Coverage and word frequencies
I took the top 40 thousand words from SUBTLEX-CH’s frequency list and cross-checked how many of each 1000-word bucket from the ranked list is there in CHDICT. These are the red data points in the plot below. For comparison I also calculated the coverage of CC-CEDICT, a mature dictionary with 110 thousand headwords; these values are shown in blue.
You can see that CHDICT has nearly 100% coverage for the top 6,000 words: for each 1000-word bucket, almost 1000 words are there in the dictionary. This is not surprising; after all, I defined the scope by plucking the top of exactly this frequency list.
Beyond this range CHDICT’s coverage falls sharply. The cut-off point is well below 10 thousand words; conversely, CHDICT’s 11 thousand headwords include many words from lower frequency ranges. The reason for this is that I included the 6 thousand required words for the HSK exams without regard to their frequency rank, and HSK’s compilers apparently did not focus on the most common colloquial vocabulary.
Curiously, CC-CEDICT’s coverage also shows a steady decline. I wrote two related texts about that, which you can read here and here. It is not at all clear what, exactly, constitutes a language’s vocabulary, and we will get as many different answers as there are sources to consult.
The dictionary uses no more than 18 different labels. (By label I mean the optional meta-information in parantheses at the start of senses.) Below are the extracted labels, with the number of times they are used.

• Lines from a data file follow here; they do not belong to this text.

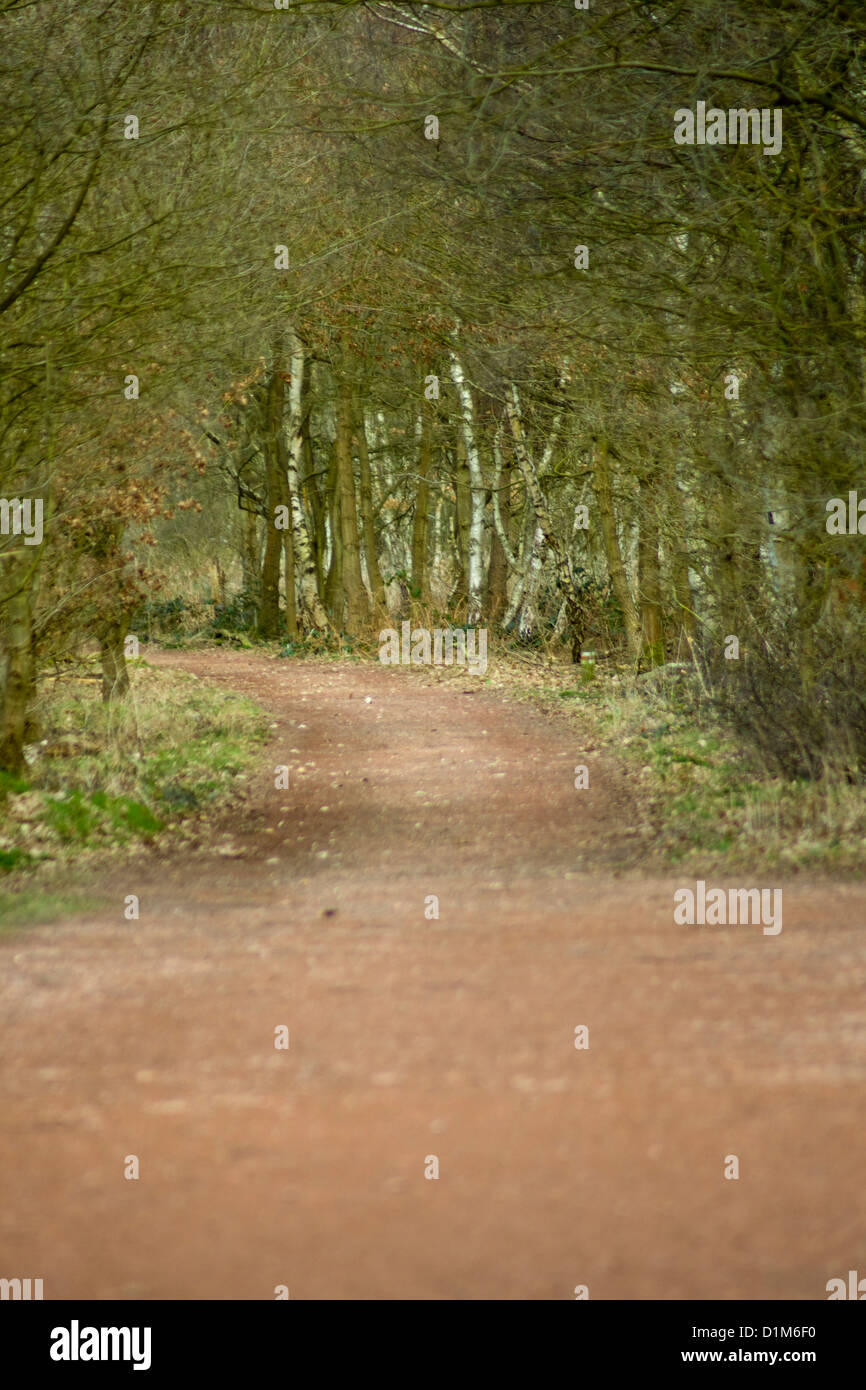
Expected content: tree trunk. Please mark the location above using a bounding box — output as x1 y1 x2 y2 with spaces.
0 567 35 774
99 621 129 703
257 339 286 638
592 439 641 666
411 400 432 603
335 366 370 632
286 332 328 631
450 353 487 624
506 382 587 664
487 422 514 623
638 474 664 666
354 389 385 613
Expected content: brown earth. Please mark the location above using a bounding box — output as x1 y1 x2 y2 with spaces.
0 651 866 1300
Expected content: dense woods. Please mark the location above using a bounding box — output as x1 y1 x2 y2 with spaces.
0 0 866 781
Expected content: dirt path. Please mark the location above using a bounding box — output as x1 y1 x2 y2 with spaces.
0 652 866 1298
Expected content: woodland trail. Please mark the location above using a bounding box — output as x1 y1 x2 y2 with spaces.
0 651 866 1300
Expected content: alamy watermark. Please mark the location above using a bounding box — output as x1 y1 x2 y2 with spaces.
674 101 781 154
674 878 781 937
379 623 487 676
0 498 43 545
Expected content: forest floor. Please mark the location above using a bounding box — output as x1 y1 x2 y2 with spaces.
0 651 866 1300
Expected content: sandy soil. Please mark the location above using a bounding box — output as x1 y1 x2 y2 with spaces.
0 651 866 1300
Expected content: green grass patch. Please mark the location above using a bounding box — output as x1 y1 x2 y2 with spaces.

236 családnév 141 átirat 130 kifejezés 127 földrajzi név 127 számlálószó 34 tulajdonnév 13 rövidítés 10 szleng 9 indulatszó 9 átvitten 8 hangutánzó 7 vulgáris 6 szó szerint 3 toldalék 3 köznyelvi 2 tabu 2 nyelvjárási 1 cím
Hungarian word forms
The 24,554 senses contain a total of 13,389 different Hungarian word forms and chunks. (Chunks are parts of a full word where a verbal particle or a compound is delimited with a | character.) The top 50 tokens, along with their frequency in CHDICT’s senses:
1005 meg 56 fog 695 el 53 ember 581 ki 51 hagy 392 fel 49 lép 271 be 48 hely 271 le 48 magát 225 a 47 minden 188 össze 46 állít 171 nem 43 csak 152 át 42 ér 146 van 42 néz 125 és 41 előre 121 az 41 mint 112 ad 41 hoz 104 vesz 41 tér 96 tesz 40 vezet 88 vissza 39 rá 87 megy 37 idő 79 tart 37 erő 78 hogy 37 bele 67 áll 37 még 64 elő 37 nő 62 nagy 37 köt 58 egy 36 pont 56 jó 36 visz
The most frequent tokens act as stopwords in Hungarian searches: the website only returns entries where they make up a full sense. As an end user I would have little benefit from 171 results for a frequent word like “nem” (Hungarian for “no”) - results where “nem” occurs somewhere in a longer sense.
CHDICT’s initial release has a numerical classifier for 983 words (occasionally more than one). There are 123 different classifiers in the data. The list below shows the top 20 classifiers, along with their frequency in CHDICT (showing only simplified characters here):
444 个 25 片 56 条 23 根 55 只 23 份 41 位 22 块 37 张 22 件 36 次 21 种 29 把 20 部 27 场 20 颗 27 家 19 项 25 座 18 间
Ambiguity, word length and frequency
We intuitively feel that shorter words tend to be the more frequent ones, and also that short and frequent words tend to have many meanings, or meanings that are difficult to map to non-Chinese words.
Does the dictionary confirm this perception? The plot below, once again, projects CHDICT’s headwords onto the ranked frequency list, and shows the average number of senses per entry and headwords’ average syllable count in each bucket of 1000 words.
The number of senses (blue data points) clearly decreases as we move to less frequent ranges.
Average syllable count first approaches 2 and seems to stabilize there, before starting to climb again towards the right. This rhymes with another well-know observation: that Chinese “favors” an even number of syllables, which for most dictionary words means precisely 2.
Above the 6,000 mark (i.e., at lower frequencies) we can observe larger fluctuations in both plotted values. This is natural: in this region, CHDICT’s coverage becomes very sparse, which boosts the randomness inherent in these statistical patterns.